O'Donovan argues that "evangelical" ethics is ethical living in light of the renewed and renewing creation. The created order--the order of creation, the purpose for which it was established--is vindicated in the cross/resurrection of Christ and is given back to God's people. Although the point is not specifically made, it seems O'Donovan is stressing a teleological ethic (although I wouldn't pin him down on such).
He then proceeds to critique historicist ethics, particularly the Marxist form. Following, he argues that a corollary of ethics is epistemology: the Christian's knowledge is in key and in part a *knowledge in Christ.* While not a primary or exhaustive part of knowledge, *experience* is a factor in knowing. For the Christian knowledge often comes in light of suffering and the way of the Cross (my favorite part of the book).
I found his section on "eschatology" most compelling and most underdeveloped. He seems to posit a realized eschatology. This is good. He anticipates on one hand the coming resurrection but also the the powerful in-breaking of the eschaton into the present order (see thesis of book). Some excerpts:
The resurrection of Christ redeems and transforms the created order (56).
The work of the Holy Spirit defines an age--the age in which all times are immediately present to that time, the time of Christ (103)

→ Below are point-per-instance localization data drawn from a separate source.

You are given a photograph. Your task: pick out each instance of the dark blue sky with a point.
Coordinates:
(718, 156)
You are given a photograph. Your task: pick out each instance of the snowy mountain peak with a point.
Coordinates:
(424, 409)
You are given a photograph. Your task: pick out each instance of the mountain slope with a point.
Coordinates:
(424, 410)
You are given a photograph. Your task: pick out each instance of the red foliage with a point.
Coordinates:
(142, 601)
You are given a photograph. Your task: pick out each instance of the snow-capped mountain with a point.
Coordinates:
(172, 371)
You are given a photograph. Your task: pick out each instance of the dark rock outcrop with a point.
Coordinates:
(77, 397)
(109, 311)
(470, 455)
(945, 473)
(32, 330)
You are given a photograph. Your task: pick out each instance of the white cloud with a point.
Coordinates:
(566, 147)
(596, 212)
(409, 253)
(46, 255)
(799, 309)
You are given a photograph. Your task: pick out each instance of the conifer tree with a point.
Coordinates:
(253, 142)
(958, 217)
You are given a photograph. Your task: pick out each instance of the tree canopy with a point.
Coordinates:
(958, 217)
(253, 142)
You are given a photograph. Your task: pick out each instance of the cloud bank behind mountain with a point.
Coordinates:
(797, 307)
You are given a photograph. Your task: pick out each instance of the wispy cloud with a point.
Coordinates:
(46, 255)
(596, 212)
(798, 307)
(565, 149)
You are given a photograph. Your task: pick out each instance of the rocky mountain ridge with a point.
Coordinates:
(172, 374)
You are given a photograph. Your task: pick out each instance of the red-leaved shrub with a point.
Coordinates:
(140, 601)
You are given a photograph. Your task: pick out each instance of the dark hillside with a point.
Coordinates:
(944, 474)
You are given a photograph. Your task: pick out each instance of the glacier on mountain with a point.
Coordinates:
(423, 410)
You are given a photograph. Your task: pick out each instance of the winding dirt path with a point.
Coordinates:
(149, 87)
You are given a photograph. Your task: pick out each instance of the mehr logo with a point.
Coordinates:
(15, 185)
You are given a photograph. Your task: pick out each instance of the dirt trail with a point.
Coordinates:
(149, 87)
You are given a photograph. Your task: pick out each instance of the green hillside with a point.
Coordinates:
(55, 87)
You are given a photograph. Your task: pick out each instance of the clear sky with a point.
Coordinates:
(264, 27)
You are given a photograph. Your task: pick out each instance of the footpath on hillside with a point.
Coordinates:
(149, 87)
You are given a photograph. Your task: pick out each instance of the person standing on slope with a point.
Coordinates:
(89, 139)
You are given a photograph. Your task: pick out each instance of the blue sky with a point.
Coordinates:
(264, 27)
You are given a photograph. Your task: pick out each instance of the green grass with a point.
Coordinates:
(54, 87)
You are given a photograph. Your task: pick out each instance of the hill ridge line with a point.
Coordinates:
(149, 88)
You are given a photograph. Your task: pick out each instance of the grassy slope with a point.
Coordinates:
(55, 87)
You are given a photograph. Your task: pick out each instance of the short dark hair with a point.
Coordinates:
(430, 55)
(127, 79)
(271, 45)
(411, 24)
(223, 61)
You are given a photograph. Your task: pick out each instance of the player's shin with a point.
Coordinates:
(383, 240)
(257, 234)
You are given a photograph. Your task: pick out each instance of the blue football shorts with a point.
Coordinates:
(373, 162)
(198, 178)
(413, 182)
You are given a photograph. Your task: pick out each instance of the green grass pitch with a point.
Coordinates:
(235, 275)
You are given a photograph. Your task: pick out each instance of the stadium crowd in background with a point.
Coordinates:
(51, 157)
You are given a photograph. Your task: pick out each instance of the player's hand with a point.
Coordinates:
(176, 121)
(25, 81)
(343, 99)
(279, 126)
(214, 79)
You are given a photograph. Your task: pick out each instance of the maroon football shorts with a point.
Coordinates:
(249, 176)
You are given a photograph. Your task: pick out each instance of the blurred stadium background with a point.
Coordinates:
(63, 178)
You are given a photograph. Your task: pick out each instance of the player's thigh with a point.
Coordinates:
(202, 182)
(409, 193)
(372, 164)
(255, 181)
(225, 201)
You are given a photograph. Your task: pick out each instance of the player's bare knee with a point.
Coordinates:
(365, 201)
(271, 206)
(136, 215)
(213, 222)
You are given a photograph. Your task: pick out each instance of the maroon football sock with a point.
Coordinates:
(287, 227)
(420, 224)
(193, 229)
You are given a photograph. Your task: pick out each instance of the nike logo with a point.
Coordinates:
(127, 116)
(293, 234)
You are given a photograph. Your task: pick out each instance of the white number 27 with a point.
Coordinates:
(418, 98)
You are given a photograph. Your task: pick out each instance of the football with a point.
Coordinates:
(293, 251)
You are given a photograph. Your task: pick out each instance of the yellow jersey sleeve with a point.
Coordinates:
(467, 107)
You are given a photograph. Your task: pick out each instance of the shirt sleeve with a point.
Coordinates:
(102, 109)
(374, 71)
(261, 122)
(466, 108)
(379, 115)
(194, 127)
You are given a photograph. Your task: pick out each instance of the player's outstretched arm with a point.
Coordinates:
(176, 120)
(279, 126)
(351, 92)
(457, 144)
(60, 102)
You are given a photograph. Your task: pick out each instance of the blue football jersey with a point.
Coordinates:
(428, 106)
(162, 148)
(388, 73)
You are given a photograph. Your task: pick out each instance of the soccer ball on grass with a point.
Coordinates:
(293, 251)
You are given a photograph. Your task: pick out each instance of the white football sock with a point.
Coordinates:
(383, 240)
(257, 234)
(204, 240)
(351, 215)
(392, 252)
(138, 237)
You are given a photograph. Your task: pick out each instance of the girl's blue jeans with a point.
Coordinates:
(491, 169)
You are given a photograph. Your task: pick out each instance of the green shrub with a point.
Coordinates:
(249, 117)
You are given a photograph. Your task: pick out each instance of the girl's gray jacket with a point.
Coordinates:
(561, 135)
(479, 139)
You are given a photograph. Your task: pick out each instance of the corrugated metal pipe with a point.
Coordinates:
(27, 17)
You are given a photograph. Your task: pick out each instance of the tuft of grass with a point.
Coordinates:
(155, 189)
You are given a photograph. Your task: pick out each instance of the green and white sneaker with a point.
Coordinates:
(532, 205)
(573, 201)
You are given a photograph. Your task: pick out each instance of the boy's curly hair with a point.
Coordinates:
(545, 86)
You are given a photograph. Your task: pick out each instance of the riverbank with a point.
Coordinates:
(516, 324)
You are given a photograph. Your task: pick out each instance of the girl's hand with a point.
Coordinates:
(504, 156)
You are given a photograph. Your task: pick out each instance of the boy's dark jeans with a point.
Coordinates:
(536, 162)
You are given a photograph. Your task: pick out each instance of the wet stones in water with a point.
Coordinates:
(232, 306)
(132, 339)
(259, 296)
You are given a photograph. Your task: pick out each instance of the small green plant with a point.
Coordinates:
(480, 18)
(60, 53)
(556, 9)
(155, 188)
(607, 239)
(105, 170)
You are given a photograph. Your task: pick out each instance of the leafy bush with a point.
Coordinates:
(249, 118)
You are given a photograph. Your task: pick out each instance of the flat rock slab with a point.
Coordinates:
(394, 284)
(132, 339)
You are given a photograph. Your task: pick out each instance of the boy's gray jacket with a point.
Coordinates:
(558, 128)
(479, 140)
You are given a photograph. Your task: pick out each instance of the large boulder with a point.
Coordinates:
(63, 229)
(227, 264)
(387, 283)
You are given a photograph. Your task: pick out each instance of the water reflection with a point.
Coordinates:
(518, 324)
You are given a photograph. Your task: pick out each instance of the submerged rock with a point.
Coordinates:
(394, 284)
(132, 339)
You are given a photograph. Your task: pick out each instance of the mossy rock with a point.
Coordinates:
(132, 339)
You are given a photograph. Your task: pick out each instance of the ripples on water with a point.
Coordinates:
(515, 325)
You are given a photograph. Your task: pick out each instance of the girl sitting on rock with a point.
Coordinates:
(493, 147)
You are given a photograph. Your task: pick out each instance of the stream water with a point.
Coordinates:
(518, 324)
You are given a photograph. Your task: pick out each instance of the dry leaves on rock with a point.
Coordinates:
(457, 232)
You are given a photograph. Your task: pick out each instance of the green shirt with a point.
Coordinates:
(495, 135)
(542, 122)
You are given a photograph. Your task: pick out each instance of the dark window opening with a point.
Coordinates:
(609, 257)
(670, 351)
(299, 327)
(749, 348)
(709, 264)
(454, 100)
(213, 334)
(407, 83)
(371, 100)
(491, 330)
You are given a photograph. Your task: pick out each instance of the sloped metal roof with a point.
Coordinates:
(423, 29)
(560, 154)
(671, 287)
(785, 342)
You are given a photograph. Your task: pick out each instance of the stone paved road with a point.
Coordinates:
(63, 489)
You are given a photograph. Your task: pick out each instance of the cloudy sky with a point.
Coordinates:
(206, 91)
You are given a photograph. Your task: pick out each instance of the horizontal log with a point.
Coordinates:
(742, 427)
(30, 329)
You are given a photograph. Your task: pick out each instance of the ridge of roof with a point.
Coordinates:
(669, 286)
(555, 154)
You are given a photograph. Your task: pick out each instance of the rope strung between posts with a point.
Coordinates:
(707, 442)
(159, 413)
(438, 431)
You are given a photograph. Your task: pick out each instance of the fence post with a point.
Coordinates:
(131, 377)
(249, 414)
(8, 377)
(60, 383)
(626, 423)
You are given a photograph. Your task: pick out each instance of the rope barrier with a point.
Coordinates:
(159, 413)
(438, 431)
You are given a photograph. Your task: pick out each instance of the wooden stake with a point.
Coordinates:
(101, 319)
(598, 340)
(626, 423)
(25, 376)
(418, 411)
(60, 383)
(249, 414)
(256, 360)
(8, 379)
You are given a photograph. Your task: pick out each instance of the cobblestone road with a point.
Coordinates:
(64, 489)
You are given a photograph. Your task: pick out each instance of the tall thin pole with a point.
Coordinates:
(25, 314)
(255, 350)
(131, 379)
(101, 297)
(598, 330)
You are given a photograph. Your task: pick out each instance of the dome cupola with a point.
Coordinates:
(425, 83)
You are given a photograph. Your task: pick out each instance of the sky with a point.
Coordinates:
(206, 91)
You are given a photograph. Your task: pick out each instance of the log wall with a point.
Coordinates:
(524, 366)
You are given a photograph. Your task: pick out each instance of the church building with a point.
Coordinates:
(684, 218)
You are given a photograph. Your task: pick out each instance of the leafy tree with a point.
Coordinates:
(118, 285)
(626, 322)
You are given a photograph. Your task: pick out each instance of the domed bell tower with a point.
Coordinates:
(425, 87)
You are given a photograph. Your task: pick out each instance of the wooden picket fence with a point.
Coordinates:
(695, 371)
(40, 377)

The book left me with questions concerning "what to do?" Having read it, what should be my response? This is probably the fault of the reader, and thus I need to reread it.
I wasn't quite clear of his criitques of natural law. I was interested in a critique of natural law theories, and he gave some, but I couldn't make sense of them (again, my fault and not OO). On the other hand, however, his critique of the Roman Catholic sexual ethic, based on natural law, was quite good.